We make the following observations \begin{align*} \hat{\varrho}\hat{\varrho}&=\hat{\varrho}\hat{\varrho}\cdot\hat{\varrho}\hat{\varrho} =\mathfrak{I}\cdot\hat{\varrho}\hat{\varrho}=\hat{\varrho}\hat{\varrho}\cdot\mathfrak{I}\\ 0 &=\hat{\varrho}\hat{\varrho}\cdot\left(\mathfrak{I}-\hat{\varrho}\hat{\varrho}\right) =\left(\mathfrak{I}-\hat{\varrho}\hat{\varrho}\right)\cdot\hat{\varrho}\hat{\varrho}\\ \left(\mathfrak{I}-\hat{\varrho}\hat{\varrho}\right)\cdot\left(\mathfrak{I}-\hat{\varrho}\hat{\varrho}\right) &=\mathfrak{I}\cdot\left(\mathfrak{I}-\hat{\varrho}\hat{\varrho}\right) -\hat{\varrho}\hat{\varrho}\cdot\left(\mathfrak{I}-\hat{\varrho}\hat{\varrho}\right)\\ &=\left(\mathfrak{I}-\hat{\varrho}\hat{\varrho}\right)\\ \mathfrak{S}&=\hat{\varrho}\hat{\varrho}\left(1-c\right)+\mathfrak{I}c\\ &=c \left(\mathfrak{I}-\hat{\varrho } \hat{\varrho }\right)+\hat{\varrho } \hat{\varrho }\\ \mathfrak{S}\cdot\mathfrak{S}&=c^{2}\left(\mathfrak{I}-\hat{\varrho}\hat{\varrho}\right)\cdot\left(\mathfrak{I}-\hat{\varrho}\hat{\varrho}\right)+\left(\mathfrak{I}-\hat{\varrho}\hat{\varrho}\right)\cdot\hat{\varrho}\hat{\varrho}+\hat{\varrho}\hat{\varrho}\cdot\left(\mathfrak{I}-\hat{\varrho}\hat{\varrho}\right)+\hat{\varrho}\hat{\varrho}\cdot\hat{\varrho}\hat{\varrho}\\ &=c^{2}\left(\mathfrak{I}-\hat{\varrho}\hat{\varrho}\right)+\hat{\varrho}\hat{\varrho} \end{align*}

Finally, we have the desired result.

\begin{align*} \mathfrak{R}\cdot\mathfrak{R}^{-1}&=\left(\mathfrak{S}+\mathfrak{A}\right)\cdot\left(\mathfrak{S}-\mathfrak{A}\right)\\ &=\mathfrak{S}\cdot\mathfrak{S}-\mathfrak{A}\cdot\mathfrak{A}\\ &=c^{2}\left(\mathfrak{I}-\hat{\varrho}\hat{\varrho}\right)+\hat{\varrho}\hat{\varrho}+s^2\left(\mathfrak{I}-\hat{\varrho}\hat{\varrho}\right)\\ &=\mathfrak{I} \end{align*}

• You will have two unit eigenvectors.

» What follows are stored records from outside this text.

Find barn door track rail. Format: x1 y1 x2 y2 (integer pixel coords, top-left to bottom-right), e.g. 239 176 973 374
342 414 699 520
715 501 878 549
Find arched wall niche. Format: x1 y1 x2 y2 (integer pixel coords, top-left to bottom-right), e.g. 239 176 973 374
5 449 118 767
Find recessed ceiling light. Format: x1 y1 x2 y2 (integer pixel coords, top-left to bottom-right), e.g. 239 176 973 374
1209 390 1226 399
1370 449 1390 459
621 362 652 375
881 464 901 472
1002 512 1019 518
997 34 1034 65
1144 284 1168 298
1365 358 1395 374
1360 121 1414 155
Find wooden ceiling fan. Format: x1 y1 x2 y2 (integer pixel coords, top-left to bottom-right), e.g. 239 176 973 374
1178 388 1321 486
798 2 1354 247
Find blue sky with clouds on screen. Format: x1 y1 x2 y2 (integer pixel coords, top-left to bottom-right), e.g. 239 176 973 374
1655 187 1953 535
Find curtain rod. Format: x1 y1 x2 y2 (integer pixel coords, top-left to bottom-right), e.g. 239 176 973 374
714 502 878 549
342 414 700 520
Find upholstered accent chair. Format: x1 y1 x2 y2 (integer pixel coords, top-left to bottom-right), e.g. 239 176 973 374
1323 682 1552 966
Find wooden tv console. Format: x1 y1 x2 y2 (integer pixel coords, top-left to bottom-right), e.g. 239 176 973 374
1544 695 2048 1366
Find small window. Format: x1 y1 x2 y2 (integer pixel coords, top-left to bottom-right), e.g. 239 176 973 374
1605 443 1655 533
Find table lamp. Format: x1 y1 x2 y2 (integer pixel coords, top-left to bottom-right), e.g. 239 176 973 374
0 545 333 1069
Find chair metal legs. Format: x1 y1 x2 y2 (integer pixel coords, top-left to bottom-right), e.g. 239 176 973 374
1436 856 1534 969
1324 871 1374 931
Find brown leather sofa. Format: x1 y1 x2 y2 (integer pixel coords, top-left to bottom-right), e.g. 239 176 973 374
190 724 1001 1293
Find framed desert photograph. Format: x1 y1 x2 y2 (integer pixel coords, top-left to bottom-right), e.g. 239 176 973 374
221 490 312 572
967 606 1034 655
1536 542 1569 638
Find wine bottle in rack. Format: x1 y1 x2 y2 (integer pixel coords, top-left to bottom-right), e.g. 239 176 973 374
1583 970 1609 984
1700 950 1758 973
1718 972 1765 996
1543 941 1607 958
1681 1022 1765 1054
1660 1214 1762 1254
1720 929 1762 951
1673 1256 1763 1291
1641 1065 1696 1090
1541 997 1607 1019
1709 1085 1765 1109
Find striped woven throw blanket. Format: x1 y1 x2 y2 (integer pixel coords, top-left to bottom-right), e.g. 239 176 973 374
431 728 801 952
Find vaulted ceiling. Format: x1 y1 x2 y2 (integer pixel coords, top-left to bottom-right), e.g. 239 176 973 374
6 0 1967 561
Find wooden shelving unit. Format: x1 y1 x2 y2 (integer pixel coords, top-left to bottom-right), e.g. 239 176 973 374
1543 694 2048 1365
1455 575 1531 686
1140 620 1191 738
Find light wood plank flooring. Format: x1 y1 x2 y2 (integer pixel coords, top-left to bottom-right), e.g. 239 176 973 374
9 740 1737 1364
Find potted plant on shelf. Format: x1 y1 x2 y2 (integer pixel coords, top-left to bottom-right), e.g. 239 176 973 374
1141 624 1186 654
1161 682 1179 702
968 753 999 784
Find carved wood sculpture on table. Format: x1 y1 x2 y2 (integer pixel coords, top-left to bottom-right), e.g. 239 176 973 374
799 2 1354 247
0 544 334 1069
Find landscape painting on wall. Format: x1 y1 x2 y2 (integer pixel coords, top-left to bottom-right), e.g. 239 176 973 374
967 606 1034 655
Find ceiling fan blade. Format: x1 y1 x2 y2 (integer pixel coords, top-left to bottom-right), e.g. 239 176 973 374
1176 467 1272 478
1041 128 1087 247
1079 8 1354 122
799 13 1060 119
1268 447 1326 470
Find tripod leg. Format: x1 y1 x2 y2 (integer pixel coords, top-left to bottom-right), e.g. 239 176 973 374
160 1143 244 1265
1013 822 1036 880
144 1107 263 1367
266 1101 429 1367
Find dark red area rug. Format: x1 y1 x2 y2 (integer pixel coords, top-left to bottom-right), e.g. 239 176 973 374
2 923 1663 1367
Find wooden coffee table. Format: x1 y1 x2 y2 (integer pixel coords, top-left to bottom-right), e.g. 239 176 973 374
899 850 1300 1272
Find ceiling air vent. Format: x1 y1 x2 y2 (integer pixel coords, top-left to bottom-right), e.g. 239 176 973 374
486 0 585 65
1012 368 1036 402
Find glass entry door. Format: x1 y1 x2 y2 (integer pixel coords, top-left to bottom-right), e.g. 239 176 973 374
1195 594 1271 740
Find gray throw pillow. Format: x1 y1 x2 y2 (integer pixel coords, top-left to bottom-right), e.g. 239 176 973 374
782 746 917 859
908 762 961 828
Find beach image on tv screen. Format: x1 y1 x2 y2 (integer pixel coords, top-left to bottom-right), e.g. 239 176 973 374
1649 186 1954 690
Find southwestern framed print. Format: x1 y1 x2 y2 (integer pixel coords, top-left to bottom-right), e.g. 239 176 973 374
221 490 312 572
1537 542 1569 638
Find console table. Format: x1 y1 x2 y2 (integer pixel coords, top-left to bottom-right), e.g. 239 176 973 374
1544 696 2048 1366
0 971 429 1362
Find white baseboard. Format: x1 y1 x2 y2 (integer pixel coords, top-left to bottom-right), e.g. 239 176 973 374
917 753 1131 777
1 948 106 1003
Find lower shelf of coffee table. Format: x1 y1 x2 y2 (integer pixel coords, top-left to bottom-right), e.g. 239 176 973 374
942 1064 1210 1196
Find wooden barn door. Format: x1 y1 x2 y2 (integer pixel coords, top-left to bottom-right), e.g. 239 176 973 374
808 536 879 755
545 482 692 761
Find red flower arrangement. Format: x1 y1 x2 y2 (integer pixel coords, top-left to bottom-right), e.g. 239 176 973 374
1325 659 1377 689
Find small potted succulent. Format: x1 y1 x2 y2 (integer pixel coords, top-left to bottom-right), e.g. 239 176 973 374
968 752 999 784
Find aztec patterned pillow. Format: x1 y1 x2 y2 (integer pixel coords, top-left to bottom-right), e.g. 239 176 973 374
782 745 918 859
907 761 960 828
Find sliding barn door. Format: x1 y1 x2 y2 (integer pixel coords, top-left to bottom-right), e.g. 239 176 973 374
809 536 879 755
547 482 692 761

Feb 16, 2023 at 15:04
• You can show your bold-faced question by showing that each such matrix has a 1-dim eigenspace, and that is your axis of rotation. That's not hard by characteristic polynomial stuff. Feb 16, 2023 at 15:07
• If you're ok with defining a rotation as a composition of two reflections, the you just need to prove the Cartan–Dieudonné theorem. Feb 16, 2023 at 16:17
• en.wikipedia.org/wiki/Euler's_rotation_theorem
– anon
Feb 16, 2023 at 17:18

An orthogonal $$3 \times 3$$ matrix $$A$$ with determinant 1 has 1 as an eigenvalue1 Let $$\mathbf w$$ be a corresponding unit eigenvector. Let $$\mathbf u$$ be a unit vector orthogonal to $$\mathbf w$$. Let $$\mathbf {v=w \times u}$$. Then $$A\mathbf u=\cos \theta \mathbf u + \sin \theta \mathbf v,A\mathbf v=-\sin \theta \mathbf u + \cos \theta \mathbf v.$$ The angle $$\theta$$ is independent of the choice of $$\mathbf u$$.